The late 19th century was a time of ardent rediscovery of national culture and the collecting of folk music throughout the world. Called to New York in 1892, Dvorak spent the next three years as head of the National Conservatory of Music. This institution had been founded by Jeannette Thurber with help from Andrew Carnegie and others. Unfortunately, the school would be forced to close in 1928. As its director, Dvorak urged his students to find and write "American" music with a nationalistic flavor of its own. This challenge would not be successfully taken up until more than a generation later when Gershwin and then Copeland would forge a truly American sound.
Dvorak was interested in all sorts of folk music and was fascinated by the American Indian melodies he encountered and Negro spirituals, which he learned about from his student Henry T. Burleigh, a black baritone and composer.

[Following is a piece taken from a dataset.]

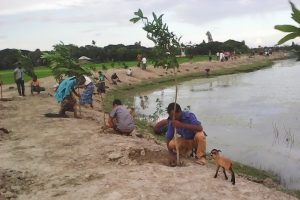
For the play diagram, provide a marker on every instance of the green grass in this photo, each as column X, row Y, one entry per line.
column 7, row 76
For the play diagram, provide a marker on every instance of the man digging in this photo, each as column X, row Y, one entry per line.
column 192, row 135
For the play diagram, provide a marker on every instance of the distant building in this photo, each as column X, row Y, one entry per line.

The "Symphony No. 9, from the New World" was composed during his first year in America. In an interview with a reporter from the New York Herald, the composer declared, "In the Negro songs, I have found a secure basis for a new national musical school. America can have her own music, a fine music growing up from her own soil and having its own character — the natural voice of a free and great nation."
The work is probably one of the most beloved of symphonies. Its popular character grows from Dvorak's clever use of syncopations, Indian pentatonic scales, and warm, accessible melodic themes, evocative of folk song and spirituals. Figueroa led his new orchestra through a rather pristine performance of the work, which went out of its way to avoid sentimentality. This approach to romantic repertoire is very much in vogue among the current intellectual conductors, such as John Elliott Gardner. It has great validity and integrity, although it denies the audience and orchestra the permission to "linger and wallow" in beautiful moments in favor of balance and overall structure.

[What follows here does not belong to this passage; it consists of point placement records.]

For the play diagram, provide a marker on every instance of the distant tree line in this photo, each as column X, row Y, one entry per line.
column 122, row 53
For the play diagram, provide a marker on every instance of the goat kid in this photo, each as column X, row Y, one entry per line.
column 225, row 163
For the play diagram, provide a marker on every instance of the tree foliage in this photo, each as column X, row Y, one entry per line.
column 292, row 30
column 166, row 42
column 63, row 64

Hopefully, as Figueroa and the Puerto Rico Symphony solidify their bonds, they will become more daring in their reading of such repertoire. It would be such a treat to hear them approach the Franck symphony, for instance.
In his long and awesome career, Pablo Casals founded two orchestras. The first was the Orchestra Pau Casals of Barcelona, which was a personal crusade of the great maestro to develop a national and regional pride in his Basque provin
ce between the two World Wars. Many years later, he wrote about that experience in his autobiography, "Joys and Sorrows." He told of the spirit of collaboration and fraternity which he worked to instill among his players and of their shared commitment to serve the music together — rather than bow to the will and ego of the conductor. Casals was a great humanitarian — the only musician ever to be invited to address the United Nations, for whom he performed his Catalan Oratorio El Pesebre. He preached and wrote of the power of art, especially music, to teach deep truths about the human condition: "We are capable of building beauty and harmony just as surely as we are capable of sowing discord and enmity."

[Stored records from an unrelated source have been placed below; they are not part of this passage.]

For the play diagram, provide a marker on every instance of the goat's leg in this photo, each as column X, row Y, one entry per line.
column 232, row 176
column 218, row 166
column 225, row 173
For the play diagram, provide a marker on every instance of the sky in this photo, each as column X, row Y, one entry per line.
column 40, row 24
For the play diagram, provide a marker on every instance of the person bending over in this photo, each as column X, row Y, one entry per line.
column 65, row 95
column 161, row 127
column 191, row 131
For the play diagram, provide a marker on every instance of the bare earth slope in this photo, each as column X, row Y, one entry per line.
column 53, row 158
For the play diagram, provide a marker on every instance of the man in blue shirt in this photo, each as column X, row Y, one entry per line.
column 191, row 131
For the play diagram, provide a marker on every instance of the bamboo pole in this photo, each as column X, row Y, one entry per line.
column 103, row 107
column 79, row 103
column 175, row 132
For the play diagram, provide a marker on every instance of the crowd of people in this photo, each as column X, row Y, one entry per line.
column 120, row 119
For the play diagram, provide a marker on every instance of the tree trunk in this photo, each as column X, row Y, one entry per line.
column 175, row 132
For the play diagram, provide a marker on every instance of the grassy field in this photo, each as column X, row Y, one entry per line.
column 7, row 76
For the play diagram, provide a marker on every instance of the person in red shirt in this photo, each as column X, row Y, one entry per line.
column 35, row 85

Ironically, word came to Casals that Barcelona was being evacuated because of the Spanish Civil War as he and his orchestra were rehearsing for a performance of Beethoven's Ninth Symphony. As he relates the story, he was handed a note. He announced to his players that they must disband, and that it was uncertain when it would be safe for them to meet again. He wished them well. One of the players stood up and said, "Maestro, before we leave, let us finish the symphony." Casals reports that the rest of that rehearsal was music making on a spiritual level.
Eighty-six people, comprising the second orchestra to be founded by Casals, created beautiful sounds, reinforcing their founder's message Saturday night at our very own Reichhold Center for the Arts.
Has anyone really been able to relax since Sept. 11? Several people remarked that, in light of the tension in the air since that day, they "needed" that night.
To the players, their conductor, David Edgecombe and the Reichhold staff, the Birch Forum and especially Ricardo Charaf: "Thanks." We needed that!